What do you do and why did you start working for ACON?

I am an advocate for social justice – that’s how I describe what I do.

Before ACON I was working in the domestic and family violence (DFV) sector and the whole time I worked there I had no clients that identified as LGBTIQA+, and yet I knew that DFV existed in our communities. When the job at ACON came up for a project coordinator of their DFV work I knew that this is the space I wanted to work in. I wanted to raise awareness of the issue of DFV in our communities and look at why it is that LGBTIQA+ people were not accessing help for their relationships.

I often say that this is a unique time in history for LGBTIQA+ people. Never before have we as a community been safe enough to be as open about our identities and our relationships as we are today. Society still has a long way to go with true acceptance and celebration, but this newer found freedom has allowed us to not only explore our identities but to be open about our relationships: mainly our fabulous, fun and loving queer relationships, but sometimes our not-so-healthy and even unsafe ones, too.

What is one of the most powerful moments you have witnessed in your life or career where you have seen the importance of inclusion?

Inclusion is the work I do so I can’t help but notice examples of it everywhere I go. I notice every television show, parliamentary sitting, workplace and party where diversity is lacking. But I also notice every film, every school, every news panel and every community event where diversity and inclusion is thriving. I notice all the smaller signs of solidarity – I notice the ‘Welcome Here’ stickers in shop windows; I notice the rainbow badges on people’s backpacks; I notice the flags in shops and cafes during Mardi Gras; and I notice people practicing someone else’s pronouns to make sure they get it right. Grand gestures of inclusion are impressive, but smaller, every day acts of thoughtfulness and kindness are just as impressive.

However inclusion is not the highest standard we should set for ourselves as a community. I once heard a saying that I think explains it better than I could: ‘Diversity is being invited to the party, inclusion is being asked to dance, and belonging is feeling free enough to dance like no one is watching.’

What do you wish you could tell 15-year-old you?

15-year-old me was terrified of being different. I wanted to fit in with everyone else and be (in my mind) ‘normal’. To overcompensate, I wore make up and dresses, talked incessantly about boys, and chose parties over school work. I suppose you could say I rebelled (and got in a fair amount of trouble for it too).

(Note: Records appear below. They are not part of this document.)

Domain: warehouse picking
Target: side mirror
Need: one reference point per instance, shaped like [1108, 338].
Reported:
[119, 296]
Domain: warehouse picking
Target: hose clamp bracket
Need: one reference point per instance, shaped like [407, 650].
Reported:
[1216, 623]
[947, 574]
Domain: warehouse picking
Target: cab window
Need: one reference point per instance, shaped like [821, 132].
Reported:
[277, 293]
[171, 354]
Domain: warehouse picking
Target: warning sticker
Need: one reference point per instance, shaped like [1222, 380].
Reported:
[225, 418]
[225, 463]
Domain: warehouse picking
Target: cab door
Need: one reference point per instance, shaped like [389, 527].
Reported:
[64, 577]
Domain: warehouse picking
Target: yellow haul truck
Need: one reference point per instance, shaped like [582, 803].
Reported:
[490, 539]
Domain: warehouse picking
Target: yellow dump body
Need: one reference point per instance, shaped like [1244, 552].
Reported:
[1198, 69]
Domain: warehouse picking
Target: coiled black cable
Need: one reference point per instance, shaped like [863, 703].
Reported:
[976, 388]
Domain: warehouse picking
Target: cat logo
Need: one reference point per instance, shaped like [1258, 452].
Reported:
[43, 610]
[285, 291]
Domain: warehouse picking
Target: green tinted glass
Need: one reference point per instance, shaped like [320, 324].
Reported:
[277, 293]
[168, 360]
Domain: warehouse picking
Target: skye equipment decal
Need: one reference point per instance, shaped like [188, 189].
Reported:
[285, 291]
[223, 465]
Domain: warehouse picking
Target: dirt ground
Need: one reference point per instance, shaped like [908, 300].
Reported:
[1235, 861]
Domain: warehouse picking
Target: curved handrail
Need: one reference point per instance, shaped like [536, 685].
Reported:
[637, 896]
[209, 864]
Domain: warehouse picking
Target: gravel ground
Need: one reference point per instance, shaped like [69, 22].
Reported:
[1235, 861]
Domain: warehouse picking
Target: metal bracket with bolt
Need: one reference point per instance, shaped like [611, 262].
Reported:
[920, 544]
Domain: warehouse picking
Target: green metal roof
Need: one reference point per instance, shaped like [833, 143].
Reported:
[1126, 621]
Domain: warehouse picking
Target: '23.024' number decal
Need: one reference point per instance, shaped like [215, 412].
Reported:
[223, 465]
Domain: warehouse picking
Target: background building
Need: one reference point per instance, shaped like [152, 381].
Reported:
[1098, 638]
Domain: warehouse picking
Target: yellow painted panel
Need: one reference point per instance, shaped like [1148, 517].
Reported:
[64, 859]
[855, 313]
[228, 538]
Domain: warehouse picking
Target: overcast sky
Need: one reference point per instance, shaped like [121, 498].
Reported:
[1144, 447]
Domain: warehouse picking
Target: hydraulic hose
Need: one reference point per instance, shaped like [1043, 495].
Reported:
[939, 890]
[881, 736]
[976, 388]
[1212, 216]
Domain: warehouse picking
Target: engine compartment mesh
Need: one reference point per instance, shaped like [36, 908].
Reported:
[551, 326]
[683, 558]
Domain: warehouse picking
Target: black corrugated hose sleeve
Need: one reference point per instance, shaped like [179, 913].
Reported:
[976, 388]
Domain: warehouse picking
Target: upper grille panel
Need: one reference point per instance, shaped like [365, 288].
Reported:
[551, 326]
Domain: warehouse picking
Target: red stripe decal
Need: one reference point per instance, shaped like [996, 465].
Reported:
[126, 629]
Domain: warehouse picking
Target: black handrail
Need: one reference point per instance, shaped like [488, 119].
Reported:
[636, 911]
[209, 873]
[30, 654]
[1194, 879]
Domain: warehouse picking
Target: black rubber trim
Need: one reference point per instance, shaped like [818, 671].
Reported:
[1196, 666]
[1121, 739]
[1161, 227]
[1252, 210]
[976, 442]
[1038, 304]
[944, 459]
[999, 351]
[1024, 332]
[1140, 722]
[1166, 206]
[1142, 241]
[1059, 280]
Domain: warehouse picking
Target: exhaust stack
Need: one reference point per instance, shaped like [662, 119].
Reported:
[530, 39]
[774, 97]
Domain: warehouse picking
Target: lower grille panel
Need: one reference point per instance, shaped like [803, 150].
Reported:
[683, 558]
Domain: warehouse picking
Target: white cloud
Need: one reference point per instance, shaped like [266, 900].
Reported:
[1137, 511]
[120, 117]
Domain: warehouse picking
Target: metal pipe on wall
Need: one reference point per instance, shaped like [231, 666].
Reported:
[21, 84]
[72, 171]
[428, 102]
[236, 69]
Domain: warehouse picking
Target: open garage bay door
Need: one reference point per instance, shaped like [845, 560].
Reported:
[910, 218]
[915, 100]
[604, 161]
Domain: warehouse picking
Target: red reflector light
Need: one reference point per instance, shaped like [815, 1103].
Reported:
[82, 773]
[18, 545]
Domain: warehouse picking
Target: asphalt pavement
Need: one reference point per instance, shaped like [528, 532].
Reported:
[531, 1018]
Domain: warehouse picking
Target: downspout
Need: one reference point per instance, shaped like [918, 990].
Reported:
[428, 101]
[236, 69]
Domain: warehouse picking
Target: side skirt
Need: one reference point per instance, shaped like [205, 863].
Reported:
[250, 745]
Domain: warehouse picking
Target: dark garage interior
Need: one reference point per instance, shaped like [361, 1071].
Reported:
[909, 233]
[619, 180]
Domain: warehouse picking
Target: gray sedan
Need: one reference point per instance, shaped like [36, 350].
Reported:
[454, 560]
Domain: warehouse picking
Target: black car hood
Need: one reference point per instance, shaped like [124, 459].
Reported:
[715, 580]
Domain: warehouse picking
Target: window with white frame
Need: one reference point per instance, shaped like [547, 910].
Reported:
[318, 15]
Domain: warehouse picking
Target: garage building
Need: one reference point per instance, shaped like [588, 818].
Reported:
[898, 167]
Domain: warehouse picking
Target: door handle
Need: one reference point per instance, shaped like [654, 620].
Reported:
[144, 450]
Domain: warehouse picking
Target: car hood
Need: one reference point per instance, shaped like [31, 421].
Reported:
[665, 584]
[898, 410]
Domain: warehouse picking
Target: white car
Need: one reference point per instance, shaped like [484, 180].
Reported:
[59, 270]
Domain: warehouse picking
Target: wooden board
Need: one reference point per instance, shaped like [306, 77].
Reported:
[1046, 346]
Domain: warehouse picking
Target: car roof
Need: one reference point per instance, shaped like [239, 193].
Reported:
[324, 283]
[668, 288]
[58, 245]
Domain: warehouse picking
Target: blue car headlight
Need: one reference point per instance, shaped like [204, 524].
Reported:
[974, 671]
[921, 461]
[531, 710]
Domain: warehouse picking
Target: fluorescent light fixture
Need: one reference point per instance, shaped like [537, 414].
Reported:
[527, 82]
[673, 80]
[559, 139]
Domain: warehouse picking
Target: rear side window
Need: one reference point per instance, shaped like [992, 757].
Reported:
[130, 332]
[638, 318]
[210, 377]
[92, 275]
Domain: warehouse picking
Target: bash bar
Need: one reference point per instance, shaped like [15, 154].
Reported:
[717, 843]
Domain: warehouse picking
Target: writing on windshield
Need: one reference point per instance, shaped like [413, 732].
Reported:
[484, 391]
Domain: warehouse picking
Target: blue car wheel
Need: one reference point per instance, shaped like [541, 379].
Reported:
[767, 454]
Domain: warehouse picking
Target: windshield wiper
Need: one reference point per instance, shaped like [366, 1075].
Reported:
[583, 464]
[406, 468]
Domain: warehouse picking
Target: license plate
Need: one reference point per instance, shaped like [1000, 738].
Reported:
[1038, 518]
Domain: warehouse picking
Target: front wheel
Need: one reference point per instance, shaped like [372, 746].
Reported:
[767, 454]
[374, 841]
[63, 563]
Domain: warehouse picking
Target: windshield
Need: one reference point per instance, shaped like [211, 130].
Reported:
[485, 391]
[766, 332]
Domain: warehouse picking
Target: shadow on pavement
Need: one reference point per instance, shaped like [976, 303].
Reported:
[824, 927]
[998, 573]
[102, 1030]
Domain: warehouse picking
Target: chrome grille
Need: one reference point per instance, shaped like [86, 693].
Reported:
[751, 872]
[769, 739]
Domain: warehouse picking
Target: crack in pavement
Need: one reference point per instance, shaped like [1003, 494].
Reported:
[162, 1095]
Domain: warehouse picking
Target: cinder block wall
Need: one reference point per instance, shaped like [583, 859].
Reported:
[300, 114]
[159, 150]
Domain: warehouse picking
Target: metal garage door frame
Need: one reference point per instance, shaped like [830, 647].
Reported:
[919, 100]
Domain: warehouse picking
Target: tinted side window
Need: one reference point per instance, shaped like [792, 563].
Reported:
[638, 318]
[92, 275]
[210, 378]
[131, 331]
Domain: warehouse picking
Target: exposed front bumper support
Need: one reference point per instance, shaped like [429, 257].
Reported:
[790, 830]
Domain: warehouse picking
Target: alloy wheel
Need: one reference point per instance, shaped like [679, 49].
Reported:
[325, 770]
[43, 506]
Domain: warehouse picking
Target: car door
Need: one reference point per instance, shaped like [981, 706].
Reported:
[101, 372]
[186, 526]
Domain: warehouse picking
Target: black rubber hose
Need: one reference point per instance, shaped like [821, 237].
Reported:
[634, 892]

On reflection, I can see that the often scary, sometimes painful journey of finding myself, my community and my place in the world was in fact a necessary journey that I had to make. I honestly believe that although my ‘coming out’ journey was hard at times, it also taught me resilience, empathy and independence.

I think that 15-year-old me would be both shocked and comforted to know that adult me truly believes that being queer is the best thing that ever happened to me!